O sindicalista denunciou que os "operadores privados continuam a ter muitos clientes, graças às deficiências do SNS, e os resultados económicos conhecidos demonstram bem as margens de lucro que dá perfeitamente para terem profissionais mais empenhados, mais motivados e mais envolvidos".
"Recebemos uma nova proposta no dia 14 da associação, contudo continua a ser altamente insuficiente porque em relação às horas de qualidade propõem pagar mais 10% por três horas de sábado. Portanto agora vamos retomar as negociações e esperamos que as entidades privadas evoluam nas suas posições de forma a termos um acordo justo para ambas as partes", afirmou.
Ainda sem uma nova data para a próxima reunião, o SEP espera que depois do dia de greve seja confrontado "com uma nova contraproposta" por parte das entidades empregadoras. Questionado se estão dispostos a ceder alguma das reivindicações, o dirigente sindical salvaguardou que será definido com os enfermeiros o que é que poderá cair e aquilo que lhes é "intransponível".
Medo de represálias
Não temos evolução na carreira, nem o devido reconhecimento
Entre a multidão, muitos profissionais de saúde preferem não ser identificados, com medo de poderem sofrer represálias. Rita, enfermeira na Clínica Cuf Alvalade, ergue uma bandeira vermelha e um autocolante no peito que diz "estou em greve". Com 20 anos de carreira, diz receber menos agora do que quando começou. "As nossas condições de vida nunca foram boas. Não temos evolução na carreira, nem o devido reconhecimento", lamenta. Numa altura em que sente os efeitos da inflação, Rita denuncia que "estão a querer tirar o subsídio de turno e de disponibilidade" aos enfermeiros.

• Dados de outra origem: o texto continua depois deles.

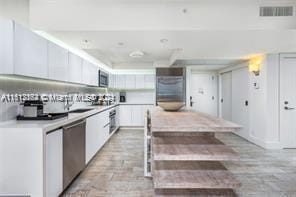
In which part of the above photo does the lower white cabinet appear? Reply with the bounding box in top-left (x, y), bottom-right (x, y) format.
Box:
top-left (85, 114), bottom-right (103, 163)
top-left (46, 129), bottom-right (63, 197)
top-left (85, 110), bottom-right (110, 164)
top-left (131, 105), bottom-right (144, 126)
top-left (119, 104), bottom-right (153, 127)
top-left (119, 105), bottom-right (132, 126)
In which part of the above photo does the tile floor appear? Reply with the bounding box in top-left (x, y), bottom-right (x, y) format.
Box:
top-left (63, 130), bottom-right (296, 197)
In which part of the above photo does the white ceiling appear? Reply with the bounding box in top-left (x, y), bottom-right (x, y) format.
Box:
top-left (30, 0), bottom-right (296, 69)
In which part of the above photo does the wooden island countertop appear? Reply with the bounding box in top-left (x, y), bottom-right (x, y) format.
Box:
top-left (151, 107), bottom-right (241, 133)
top-left (147, 107), bottom-right (241, 196)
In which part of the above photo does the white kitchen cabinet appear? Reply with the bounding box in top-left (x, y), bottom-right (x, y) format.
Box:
top-left (131, 105), bottom-right (144, 126)
top-left (68, 52), bottom-right (82, 83)
top-left (14, 25), bottom-right (48, 78)
top-left (100, 109), bottom-right (112, 145)
top-left (108, 73), bottom-right (115, 88)
top-left (46, 129), bottom-right (63, 197)
top-left (82, 60), bottom-right (99, 86)
top-left (145, 75), bottom-right (155, 89)
top-left (136, 75), bottom-right (145, 89)
top-left (48, 42), bottom-right (70, 81)
top-left (85, 110), bottom-right (110, 164)
top-left (125, 75), bottom-right (136, 89)
top-left (119, 105), bottom-right (132, 126)
top-left (0, 20), bottom-right (14, 74)
top-left (85, 114), bottom-right (103, 164)
top-left (115, 75), bottom-right (126, 89)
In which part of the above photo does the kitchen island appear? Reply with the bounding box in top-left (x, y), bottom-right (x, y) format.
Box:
top-left (148, 107), bottom-right (241, 195)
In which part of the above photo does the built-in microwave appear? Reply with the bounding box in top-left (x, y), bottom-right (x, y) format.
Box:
top-left (99, 70), bottom-right (109, 88)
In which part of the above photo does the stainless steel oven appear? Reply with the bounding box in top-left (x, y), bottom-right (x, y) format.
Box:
top-left (109, 109), bottom-right (116, 134)
top-left (99, 70), bottom-right (109, 88)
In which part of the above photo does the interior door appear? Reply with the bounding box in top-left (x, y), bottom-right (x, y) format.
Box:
top-left (221, 72), bottom-right (232, 120)
top-left (280, 54), bottom-right (296, 148)
top-left (190, 73), bottom-right (217, 116)
top-left (231, 67), bottom-right (250, 138)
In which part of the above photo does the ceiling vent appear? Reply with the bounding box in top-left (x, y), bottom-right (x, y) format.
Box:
top-left (260, 6), bottom-right (294, 17)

Noutro hospital do mesmo grupo trabalham António e Madalena. Fazem greve pela primeira vez em reposta à tabela de salários proposta e aos horários. "Já estávamos a sentir a necessidade de mostrar o nosso descontentamento há algum tempo. Independentemente do sindicato que seja, sentimos que é um momento de mudança porque tem havido muito aposta na saúde privada, com os seguros de saúde, mas o volume de trabalho tem aumentado cada vez mais e não tem havido o reconhecimento por parte da entidade patronal", apontou o jovem enfermeiro. "Na prestação de cuidados não nos é pago um subsídio de risco e não nos sentimos corretamente valorizados pelo investimento que fizemos na nossa formação", afirmou Madalena.
Já depois do protesto ter terminado, em declarações aos jornalistas, Óscar Gaspar, presidente da APHP, salvaguardou que as reuniões com o sindicato estão a decorrer "com grande abertura negocial", considerando a greve "extemporânea". A APHP propôs um aumento salarial de 6%, o que significaria um aumento de pelo menos 55 euros mensais. Um valor que o responsável disse ser "razoável", sendo superior ao da função pública. "Estamos a falar de 1145 euros que podiam já estar a ser aplicados se tivéssemos chegado a acordo", salientou, mostrando-se convicto de que o acordo estará para breve.
O sindicato apelou ainda que todos os enfermeiros se juntem à manifestação nacional da CGTP pelo aumento geral dos salários e das pensões e contra a subida do custo de vida, marcada para o próximo sábado, dia 18 de março, em Lisboa.